Шекспир
Набоков Владимир, Декабрь 1924
1 / 4
- Среди вельмож времен Елизаветы
- и ты блистал, чтил пышные заветы,
- и круг брыжей, атласным серебром
- обтянутая ляжка, клин бородки -
- все было как у всех... Так в плащ короткий
- божественный запахивался гром.
2 / 4
- Надменно-чужд тревоге театральной,
- ты отстранил легко и беспечально
- в сухой венок свивающийся лавр
- и скрыл навек чудовищный свой гений
- под маскою, но гул твоих видений
- остался нам: венецианский мавр
- и скорбь его; лицо Фальстафа - вымя
- с наклеенными усиками; Лир
- бушующий... Ты здесь, ты жив - но имя,
- но облик свой, обманывая мир,
- ты потопил в тебе любезной Лете.
- И то сказать: труды твои привык
- подписывать - за плату - ростовщик,
- тот Вилль Шекспир, что «Тень» играл в «Гамлете»,
- жил в кабаках и умер, не успев
- переварить кабанью головизну...
3 / 4
- Дышал фрегат, ты покидал отчизну.
- Италию ты видел.

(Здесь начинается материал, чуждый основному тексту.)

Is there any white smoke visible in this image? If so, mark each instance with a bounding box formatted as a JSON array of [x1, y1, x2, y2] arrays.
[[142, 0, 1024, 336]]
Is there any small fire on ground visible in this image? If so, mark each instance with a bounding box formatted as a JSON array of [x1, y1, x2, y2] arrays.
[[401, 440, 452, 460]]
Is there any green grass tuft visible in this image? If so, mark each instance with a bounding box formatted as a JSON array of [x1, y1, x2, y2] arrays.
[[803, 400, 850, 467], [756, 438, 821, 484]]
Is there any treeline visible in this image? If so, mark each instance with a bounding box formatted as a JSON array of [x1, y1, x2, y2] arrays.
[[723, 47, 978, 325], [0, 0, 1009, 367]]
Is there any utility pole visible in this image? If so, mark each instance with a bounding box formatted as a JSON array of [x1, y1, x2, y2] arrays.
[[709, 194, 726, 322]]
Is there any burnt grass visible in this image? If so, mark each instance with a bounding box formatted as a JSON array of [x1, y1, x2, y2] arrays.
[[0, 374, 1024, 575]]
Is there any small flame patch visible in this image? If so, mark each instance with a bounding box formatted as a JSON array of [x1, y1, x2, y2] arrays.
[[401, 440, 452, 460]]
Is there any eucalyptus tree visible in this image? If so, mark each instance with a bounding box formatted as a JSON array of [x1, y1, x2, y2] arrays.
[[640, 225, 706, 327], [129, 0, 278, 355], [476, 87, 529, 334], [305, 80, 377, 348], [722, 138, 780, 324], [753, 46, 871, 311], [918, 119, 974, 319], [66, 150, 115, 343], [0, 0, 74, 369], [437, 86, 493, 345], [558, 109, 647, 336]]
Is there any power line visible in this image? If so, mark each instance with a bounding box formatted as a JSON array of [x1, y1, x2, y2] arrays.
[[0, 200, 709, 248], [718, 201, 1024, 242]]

Нараспев
- звал женский голос сквозь узор железа,
- звал на балкон высокого инглеза,
- томимого лимонною луной
- на улицах Вероны. Мне охота
- воображать, что, может быть, смешной
- и ласковый создатель Дон Кихота
- беседовал с тобою - невзначай,
- пока меняли лошадей - и, верно,
- был вечер синь. В колодце, за таверной,
- ведро звенело чисто... Отвечай,
- кого любил? Откройся, в чьих записках
- ты упомянут мельком? Мало ль низких,
- ничтожных душ оставили свой след -
- каких имен не сыщешь у Брантома!
- Откройся, бог ямбического грома,
- стоустый и немыслимый поэт!
4 / 4
- Нет! В должный час, когда почуял - гонит
- тебя Господь из жизни - вспоминал
- ты рукописи тайные и знал,
- что твоего величия не тронет
- молвы мирской бесстыдное клеймо,
- что навсегда в пыли столетий зыбкой
- пребудешь ты безликим, как само
- бессмертие... И вдаль ушел с улыбкой.